A Delaware Chancery Court judge has approved the settlement of a shareholder lawsuit against directors and executives of Tyson Foods but reserved judgment in a dispute over attorney’s fees.
The settlement approved by Chancellor William Chandler III calls for Don Tyson and Tyson Limited Partnership, the company’s largest shareholder, to pay the company $4.5 million.
The company also agreed to implement or continue a variety of corporate governance measures in response to the lawsuit, which alleged that Tyson officials were granted stock options timed in advance of favorable news likely to boost the company’s stock price.
The lawsuit also alleged that Tyson failed to adequately disclose certain “related party” transactions under which Tyson officials received millions of dollars from the company for farm and aircraft leases, livestock operations and other services.
In approving the settlement, Chandler said it would have been a hard-fought case had it gone to trial, and that the settlement was in the best interest of the company, the shareholders and the defendants.
“It’s not clear how that litigation would have ultimately ended,” said the judge, who twice rejected defense efforts to have the claims dismissed. “There were risks, pretty substantial risks, I think, to each side.”
“I think there are some good corporate government improvements here for the company,” added Chandler, who indicated that he was going to approve “by and large” the $3 million fee request by the plaintiffs’ attorneys but wanted time to think it over.
Chandler said he would issue a ruling Wednesday on the attorney fees and expenses, which would come from the amount to be paid to the company. Arkansas-based Tyson, the world’s largest meat processor, has said the requested fees are excessive.
Stuart Grant, an attorney representing the plaintiffs, said the $4.5 million represents about 20 percent of what the plaintiffs would have been able to recover in money damages had they won the lawsuit. The proposed $3 million in fees and expenses is based not on actual hours worked or the monetary relief that might have been won, he said, but on the value of the corporate changes the plaintiffs brought about.
“We are seeking to recover based on what we produced,” he said.
Grant said the plaintiffs would have been able to prove that Tyson engaged in springloading on at least two occasions, in 2001 and 2003, and that they also would have been able to present strong evidence challenging the related party transactions.
The plaintiffs instead agreed to trade “dollars for governance” by entering into a settlement aimed at forcing improvements to Tyson’s corporate governance. The real way to increase shareholder value, Grant said, was to eliminate the “Tyson family discount” going forward.
“The corporation is known as a governance nightmare,” he said.

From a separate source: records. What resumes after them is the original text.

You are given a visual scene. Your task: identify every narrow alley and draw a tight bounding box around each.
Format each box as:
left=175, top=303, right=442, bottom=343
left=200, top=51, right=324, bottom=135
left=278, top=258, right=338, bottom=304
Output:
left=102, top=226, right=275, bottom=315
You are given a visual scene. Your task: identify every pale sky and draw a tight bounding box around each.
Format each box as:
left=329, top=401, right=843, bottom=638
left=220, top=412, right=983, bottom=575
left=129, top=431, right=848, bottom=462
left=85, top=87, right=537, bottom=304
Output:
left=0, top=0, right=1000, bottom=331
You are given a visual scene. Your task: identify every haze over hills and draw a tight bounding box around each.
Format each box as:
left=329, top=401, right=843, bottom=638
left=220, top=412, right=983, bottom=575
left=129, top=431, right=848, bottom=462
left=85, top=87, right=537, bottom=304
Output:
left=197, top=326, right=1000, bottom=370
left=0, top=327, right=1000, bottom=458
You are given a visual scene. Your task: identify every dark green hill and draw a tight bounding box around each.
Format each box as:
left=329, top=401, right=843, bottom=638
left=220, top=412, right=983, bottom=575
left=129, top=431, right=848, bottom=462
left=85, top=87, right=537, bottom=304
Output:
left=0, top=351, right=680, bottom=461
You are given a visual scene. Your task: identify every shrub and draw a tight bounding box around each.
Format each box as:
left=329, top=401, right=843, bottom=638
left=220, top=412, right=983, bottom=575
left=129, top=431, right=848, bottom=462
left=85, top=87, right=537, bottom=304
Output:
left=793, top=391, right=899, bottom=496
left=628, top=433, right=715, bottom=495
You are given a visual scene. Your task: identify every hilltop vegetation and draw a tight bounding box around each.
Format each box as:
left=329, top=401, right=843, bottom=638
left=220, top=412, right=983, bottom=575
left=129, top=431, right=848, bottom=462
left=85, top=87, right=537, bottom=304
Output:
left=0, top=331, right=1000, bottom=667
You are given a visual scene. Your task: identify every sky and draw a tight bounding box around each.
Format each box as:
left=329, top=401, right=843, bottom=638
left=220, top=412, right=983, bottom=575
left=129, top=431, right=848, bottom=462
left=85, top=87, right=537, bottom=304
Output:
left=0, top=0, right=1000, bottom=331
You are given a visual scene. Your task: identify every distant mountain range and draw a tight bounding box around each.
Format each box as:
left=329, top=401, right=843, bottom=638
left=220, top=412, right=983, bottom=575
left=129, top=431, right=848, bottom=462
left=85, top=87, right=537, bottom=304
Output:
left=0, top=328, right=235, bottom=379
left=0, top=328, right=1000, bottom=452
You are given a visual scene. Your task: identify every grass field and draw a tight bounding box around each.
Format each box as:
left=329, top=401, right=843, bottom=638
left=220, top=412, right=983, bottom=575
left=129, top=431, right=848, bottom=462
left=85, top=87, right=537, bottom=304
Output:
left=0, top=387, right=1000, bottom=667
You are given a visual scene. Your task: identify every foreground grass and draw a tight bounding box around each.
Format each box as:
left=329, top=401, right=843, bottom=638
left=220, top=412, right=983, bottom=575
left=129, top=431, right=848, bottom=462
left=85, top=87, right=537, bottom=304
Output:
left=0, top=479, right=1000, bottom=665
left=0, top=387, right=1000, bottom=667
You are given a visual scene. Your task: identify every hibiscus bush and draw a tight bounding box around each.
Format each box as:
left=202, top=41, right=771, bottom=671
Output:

Among other things, Tyson agreed not engage in any new related party transactions without the consent and prior disclosure of the board’s governance committee, and to retain a consultant to evaluate its internal audit and control processes. The company also agreed to boost the role of independent directors on its board, and said all grants of stock options to employees under its 2000 incentive plan will be priced at the closing price on a date set at least six months in advance.
Kurt Heyman, an attorney representing Tyson, downplayed the reforms, describing them as “therapeutic benefits.”
“We are saying it is modest benefit achieved here … based on what we think were fairly weak claims,” Heyman said, adding that the governance provisions in the settlement largely confirm existing practices.
David Graham, an attorney representing individual Tyson directors and executives, stressed that the defendants did not admit any wrongdoing.
“It was a very, very real dispute,” he said.
Most of Tuesday’s hearing involved arguments over how much money the two law firms representing the plaintiffs will receive. The plaintiffs attorneys are asking for $2.8 million in fees and $280,000 in expenses. The defendants have suggested that $1.6 million in fees and $200,000 in expenses is a more reasonable amount, given that some of the work done by the two plaintiffs’ firms was duplicative.
Heyman said the idea that lawyers could get two-thirds of the settlement payment is hard to swallow.
“It does, I think, stick in the company’s craw,” he said, adding that the defendants spent only about $1.7 million on the lawsuit and related litigation.
“I hate to use a trough or cash cow analogy given the subject matter here,” he said.
Grant suggested that Tyson is opposing the attorney fee request because it was miffed at the plaintiffs.
“This was a direct hit to them,” he said. “It’s not business as usual anymore. We’re reining you in.”